Sie hob den Kopf und sah Du Guesclin vor sich. Er hatte die Pfoten aneinandergelegt, den Hals lang gestreckt, ließ mit geschlossenen Augen sein Jaulen zur Decke aufsteigen, variierte es wie eine singende Säge, ließ es anschwellen, abschwellen. Sie warf sich auf ihn. Umarmte ihn, überhäufte ihn mit Küssen, wiederholte wie im Rausch »Du Guesclin! Du Guesclin!«, bis er verstummte, bis sie einander ansahen, beide verwundert über diesen Strom von Tränen.

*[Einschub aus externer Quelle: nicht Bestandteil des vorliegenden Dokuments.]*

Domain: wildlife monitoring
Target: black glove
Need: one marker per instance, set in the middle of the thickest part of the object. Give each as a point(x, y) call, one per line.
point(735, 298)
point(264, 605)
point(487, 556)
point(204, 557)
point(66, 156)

»Wer bist du nur? Wer bist du? Du bist kein Hund! Du bist ein menschliches Wesen.«
Sie streichelte ihn. Er fühlte sich warm an unter ihren Fingern und fester als eine Betonwand. Er stützte sich auf seine starken, muskulösen Beine und betrachtete sie aufmerksam wie ein Kind, das gerade Sprechen lernt. Sie hatte den Eindruck, dass er sie nachahmte, um sie besser zu verstehen, um sie besser lieben zu können. Er ließ sie nicht aus den Augen. Nahm nichts anderes wahr. Seine Liebe war wie eine Wärmflasche, und sie lächelte unter Tränen. Warum weinst du denn?, schien er zu fragen. Siehst du nicht, dass ich da bin? Siehst du nicht, wie sehr ich dich liebe!

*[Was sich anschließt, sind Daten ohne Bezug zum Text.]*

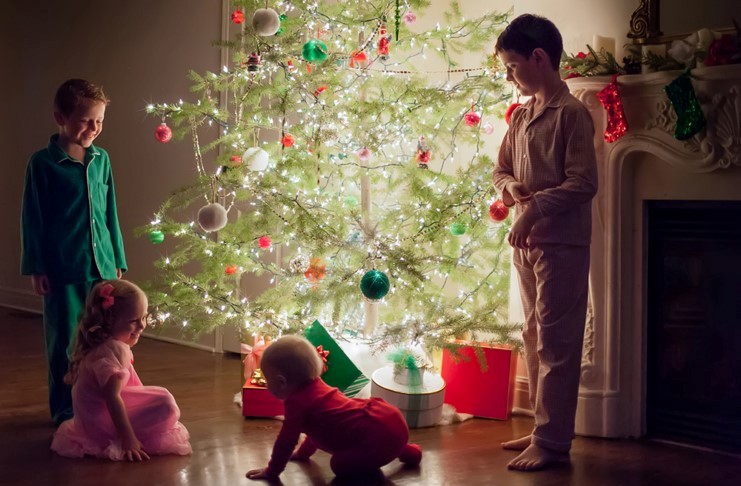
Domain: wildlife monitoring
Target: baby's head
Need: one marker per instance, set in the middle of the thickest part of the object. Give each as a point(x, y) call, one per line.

»Und du warst immer noch nicht draußen! Du bist wirklich ein außergewöhnlicher Hund! Sollen wir gehen?«
Er wackelte mit dem Hinterteil. Sie lächelte bei dem Gedanken, dass er niemals in der Lage sein würde, mit dem Schwanz zu wedeln, dass man niemals erkennen würde, ob er zufrieden war oder nicht. Ihr fiel ein, dass sie eine Leine besorgen musste, doch dann besann sie sich. Die würde sie nicht brauchen. Er würde sie niemals verlassen. Das stand in seinem Blick geschrieben.
»Du wirst mich nicht verraten, oder?«
Mit wiegendem Hintern wartete er darauf, dass sie endlich mit ihm nach draußen ging.
Als sie wieder zurück waren, öffnete sie Zoés Zimmertür einen Spalt, und Du Guesclin tapste zum Fußende des Bettes. Er drehte sich auf dem Kissen mehrmals im Kreis und ließ sich schließlich mit einem tiefen Seufzer darauf nieder.
Zoé schlief in einen Pullover gewickelt. Joséphine ging näher heran und berührte ihn. Sie betrachtete das glückliche Gesicht ihrer Tochter, das Lächeln auf ihren Lippen, und begriff, dass es Gaétans Pullover war.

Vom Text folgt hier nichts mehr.